Employing syntactical dependency and a mesoscopic scale to model books\' narratives through recurrence networks

Detalhes bibliográficos
Ano de defesa: 2023
Autor(a) principal: Souza, Bárbara Cortes e
Orientador(a): Não Informado pela instituição
Banca de defesa: Não Informado pela instituição
Tipo de documento: Dissertação
Tipo de acesso: Acesso aberto
Idioma: eng
Instituição de defesa: Biblioteca Digitais de Teses e Dissertações da USP
Programa de Pós-Graduação: Não Informado pela instituição
Departamento: Não Informado pela instituição
País: Não Informado pela instituição
Palavras-chave em Português:
NLP
PLN
Link de acesso: https://www.teses.usp.br/teses/disponiveis/55/55134/tde-02042024-162451/
Resumo: In recent years, science has been deeply impacted by the growing amount of data available for research.
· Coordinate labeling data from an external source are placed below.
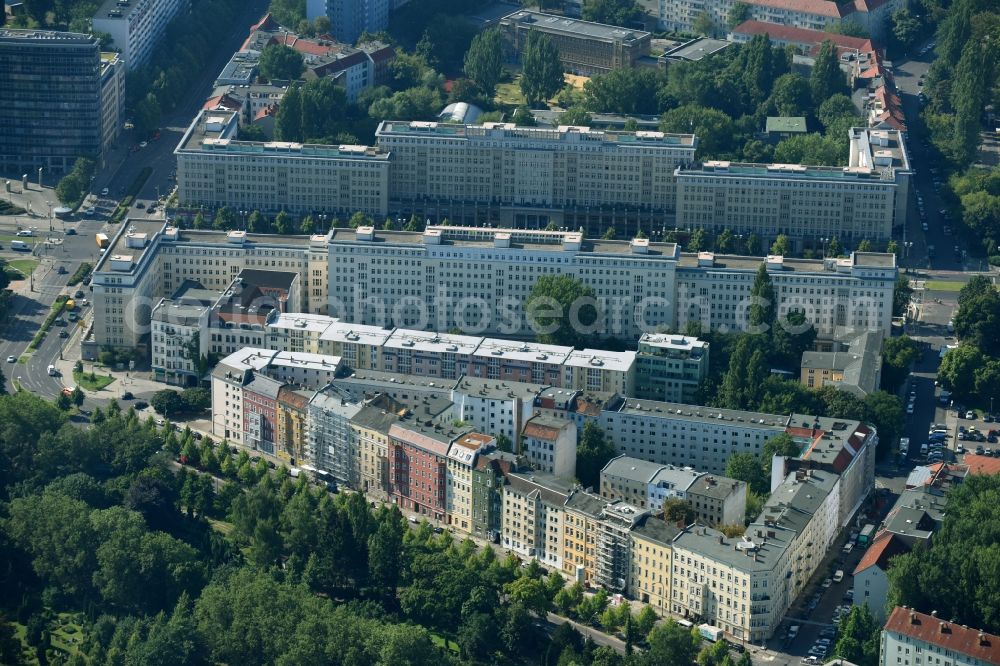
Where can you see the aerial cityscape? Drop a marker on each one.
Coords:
(555, 333)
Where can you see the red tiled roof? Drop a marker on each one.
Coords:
(885, 547)
(982, 464)
(815, 7)
(948, 635)
(788, 33)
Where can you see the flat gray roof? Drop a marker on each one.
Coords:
(576, 27)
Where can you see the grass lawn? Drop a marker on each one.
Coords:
(23, 266)
(509, 93)
(943, 285)
(220, 526)
(440, 641)
(88, 383)
(66, 633)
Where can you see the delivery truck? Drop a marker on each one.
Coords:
(710, 633)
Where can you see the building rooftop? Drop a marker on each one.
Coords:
(879, 148)
(263, 385)
(598, 358)
(805, 36)
(974, 643)
(545, 427)
(675, 478)
(430, 436)
(496, 389)
(714, 486)
(375, 418)
(562, 133)
(672, 344)
(633, 469)
(35, 35)
(361, 334)
(729, 417)
(298, 321)
(746, 553)
(696, 49)
(214, 131)
(522, 351)
(885, 546)
(785, 124)
(803, 172)
(575, 27)
(442, 239)
(549, 488)
(428, 341)
(656, 529)
(170, 311)
(587, 503)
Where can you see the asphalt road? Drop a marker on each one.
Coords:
(158, 155)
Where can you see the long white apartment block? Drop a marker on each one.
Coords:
(478, 280)
(216, 169)
(865, 199)
(136, 26)
(501, 173)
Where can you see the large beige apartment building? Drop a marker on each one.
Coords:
(680, 15)
(501, 174)
(864, 200)
(216, 169)
(585, 48)
(476, 280)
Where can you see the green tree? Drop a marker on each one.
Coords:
(858, 637)
(523, 117)
(713, 128)
(791, 95)
(288, 120)
(812, 149)
(484, 60)
(278, 61)
(670, 643)
(738, 13)
(592, 454)
(958, 369)
(762, 310)
(898, 356)
(561, 310)
(827, 79)
(678, 510)
(703, 24)
(901, 293)
(257, 223)
(611, 12)
(748, 468)
(782, 246)
(542, 71)
(575, 115)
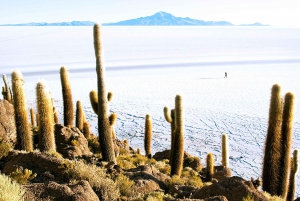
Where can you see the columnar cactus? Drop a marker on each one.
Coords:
(7, 93)
(148, 136)
(104, 127)
(45, 110)
(24, 135)
(271, 164)
(67, 97)
(293, 172)
(79, 116)
(178, 152)
(225, 162)
(32, 117)
(286, 144)
(210, 166)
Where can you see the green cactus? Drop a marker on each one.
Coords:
(225, 162)
(104, 127)
(210, 166)
(79, 116)
(24, 134)
(286, 144)
(45, 110)
(271, 165)
(170, 117)
(178, 152)
(67, 97)
(148, 136)
(7, 91)
(32, 117)
(293, 172)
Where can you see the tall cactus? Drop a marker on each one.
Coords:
(45, 110)
(286, 144)
(79, 116)
(210, 166)
(178, 152)
(148, 136)
(104, 127)
(67, 97)
(7, 93)
(293, 172)
(24, 135)
(271, 164)
(225, 162)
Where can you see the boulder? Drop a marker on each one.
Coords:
(70, 142)
(53, 191)
(8, 131)
(233, 188)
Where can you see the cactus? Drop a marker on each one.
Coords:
(271, 165)
(170, 117)
(24, 135)
(225, 162)
(7, 95)
(293, 172)
(79, 116)
(45, 110)
(210, 166)
(104, 127)
(148, 136)
(178, 152)
(32, 117)
(286, 144)
(67, 97)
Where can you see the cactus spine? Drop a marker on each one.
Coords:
(210, 166)
(45, 110)
(7, 91)
(271, 165)
(225, 162)
(24, 138)
(178, 152)
(79, 116)
(104, 127)
(287, 134)
(148, 136)
(293, 172)
(67, 97)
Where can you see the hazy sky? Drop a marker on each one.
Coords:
(273, 12)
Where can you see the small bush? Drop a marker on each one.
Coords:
(22, 176)
(10, 190)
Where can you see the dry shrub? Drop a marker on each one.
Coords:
(10, 190)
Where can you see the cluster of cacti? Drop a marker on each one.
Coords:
(24, 134)
(148, 136)
(276, 163)
(46, 126)
(67, 97)
(6, 92)
(100, 103)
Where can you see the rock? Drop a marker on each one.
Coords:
(70, 142)
(147, 178)
(7, 122)
(53, 191)
(233, 188)
(189, 161)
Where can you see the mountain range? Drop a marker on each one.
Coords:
(158, 19)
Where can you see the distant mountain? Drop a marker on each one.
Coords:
(166, 19)
(73, 23)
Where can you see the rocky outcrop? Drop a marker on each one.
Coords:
(7, 122)
(233, 188)
(70, 142)
(53, 191)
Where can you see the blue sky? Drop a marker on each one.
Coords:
(273, 12)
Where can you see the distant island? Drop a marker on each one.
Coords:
(158, 19)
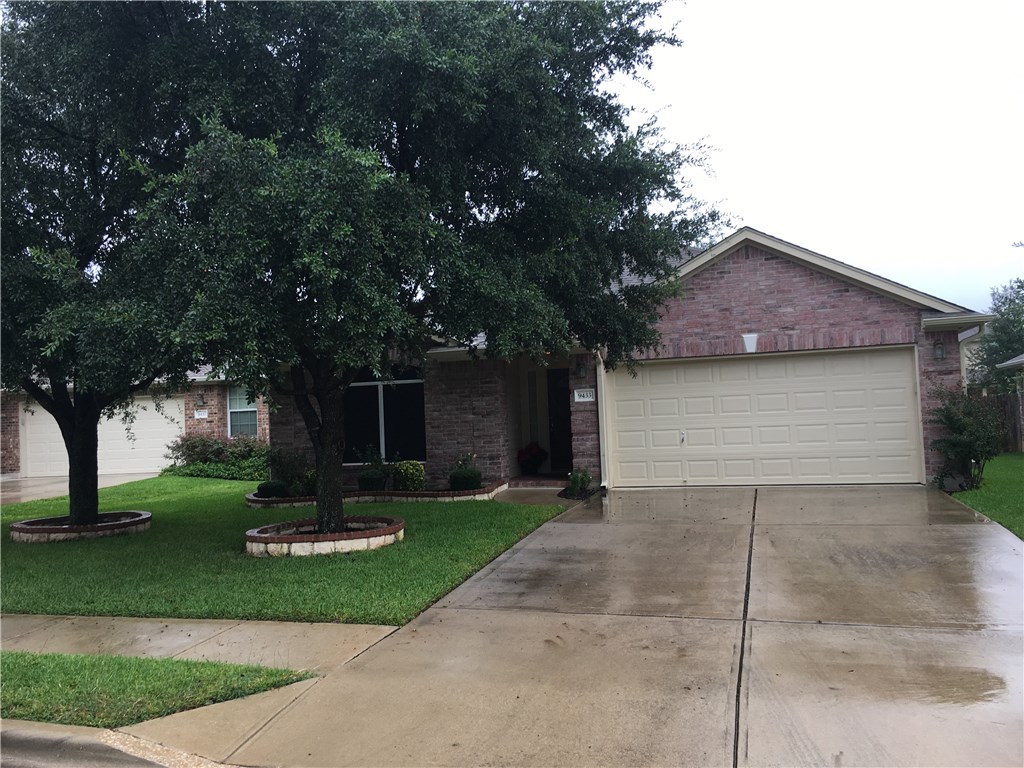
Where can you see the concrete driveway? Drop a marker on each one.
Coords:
(14, 489)
(867, 626)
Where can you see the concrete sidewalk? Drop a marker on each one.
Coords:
(320, 647)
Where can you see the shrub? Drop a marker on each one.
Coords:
(197, 450)
(272, 489)
(253, 469)
(235, 459)
(307, 484)
(465, 478)
(408, 475)
(580, 480)
(373, 479)
(974, 434)
(290, 468)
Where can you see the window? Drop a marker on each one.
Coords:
(241, 414)
(385, 417)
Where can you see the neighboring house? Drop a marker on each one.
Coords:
(31, 444)
(778, 366)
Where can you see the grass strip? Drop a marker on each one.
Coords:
(114, 691)
(1000, 497)
(192, 562)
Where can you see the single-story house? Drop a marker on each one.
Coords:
(31, 444)
(778, 366)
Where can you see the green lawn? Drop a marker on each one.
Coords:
(192, 562)
(114, 691)
(1001, 494)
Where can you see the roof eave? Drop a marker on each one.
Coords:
(958, 322)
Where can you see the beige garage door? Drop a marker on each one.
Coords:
(43, 453)
(816, 418)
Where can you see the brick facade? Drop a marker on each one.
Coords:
(468, 410)
(586, 436)
(794, 308)
(10, 433)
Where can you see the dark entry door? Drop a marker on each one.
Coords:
(559, 423)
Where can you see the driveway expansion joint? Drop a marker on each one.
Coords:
(742, 634)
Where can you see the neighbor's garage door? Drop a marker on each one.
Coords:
(848, 417)
(43, 453)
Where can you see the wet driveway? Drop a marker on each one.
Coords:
(825, 627)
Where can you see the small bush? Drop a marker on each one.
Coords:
(580, 480)
(465, 478)
(197, 450)
(408, 475)
(306, 485)
(253, 469)
(974, 434)
(233, 459)
(272, 489)
(372, 479)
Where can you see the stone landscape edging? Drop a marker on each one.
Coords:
(358, 497)
(270, 541)
(51, 529)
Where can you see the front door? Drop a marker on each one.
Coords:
(559, 423)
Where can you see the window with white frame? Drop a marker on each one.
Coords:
(385, 417)
(241, 414)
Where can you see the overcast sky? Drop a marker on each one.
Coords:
(884, 134)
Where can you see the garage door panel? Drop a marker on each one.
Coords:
(836, 417)
(698, 406)
(139, 449)
(665, 438)
(665, 407)
(774, 435)
(811, 402)
(630, 409)
(734, 403)
(668, 470)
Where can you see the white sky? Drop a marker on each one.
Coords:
(889, 135)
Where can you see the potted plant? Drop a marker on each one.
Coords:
(530, 458)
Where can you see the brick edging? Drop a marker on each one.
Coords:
(358, 497)
(52, 529)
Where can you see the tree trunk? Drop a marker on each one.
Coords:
(326, 426)
(81, 437)
(330, 494)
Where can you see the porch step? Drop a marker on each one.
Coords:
(539, 481)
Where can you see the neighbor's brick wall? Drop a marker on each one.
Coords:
(586, 436)
(10, 433)
(795, 308)
(466, 408)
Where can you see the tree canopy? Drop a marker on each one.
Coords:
(441, 170)
(293, 192)
(86, 320)
(1003, 340)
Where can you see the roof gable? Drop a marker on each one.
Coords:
(820, 263)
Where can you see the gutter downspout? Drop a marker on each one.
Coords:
(601, 420)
Specifically, the continuous increase of textual data availability has been essential for the development and proposal of new methodologies to tackle text processing problems. There are several new approaches that focus on different components of linguistics, such as lexicon, syntax and semantics. Natural Language Processing, for example, is a multidisciplinary field that concerns the interaction between natural languages and computers. Some examples of problems in this field are: topic detection, text classification, stylometry, automatic summarization, and others. Since natural languages are actually complex systems, it is also appropriate to represent them as complex networks, to help address these various challenges. One well known example of text modelling method is the word adjacency network, that maps each of the words in a text into nodes, and create an edge between any pair of terms that occur adjacent to each other in the text. In this Masters work, however, we focus on a larger, mesoscopic scale with the intent of capturing the overall context of a narrative. In this methodology, a single node refers to a sequence of paragraphs in the text, and the edges are created between the most similar ones. Additionally, we apply syntactical dependency knowledge to increase informativeness and, therefore, obtain a better performance on grasping the contextual semantics of the text. Finally, one can extract significant network measures in order to characterize it, including accessibility, symmetry and the new proposed recurrence signature, as a manner of capturing topological properties that reflect the narratives context. Several method validations have been performed, including a comparison with other trivial measures, two experiments to discriminate real from meaningless texts and between literary genres and, finally, a comparison of the current method to other orthodox approaches, namely co-occurrence networks and doc2vec.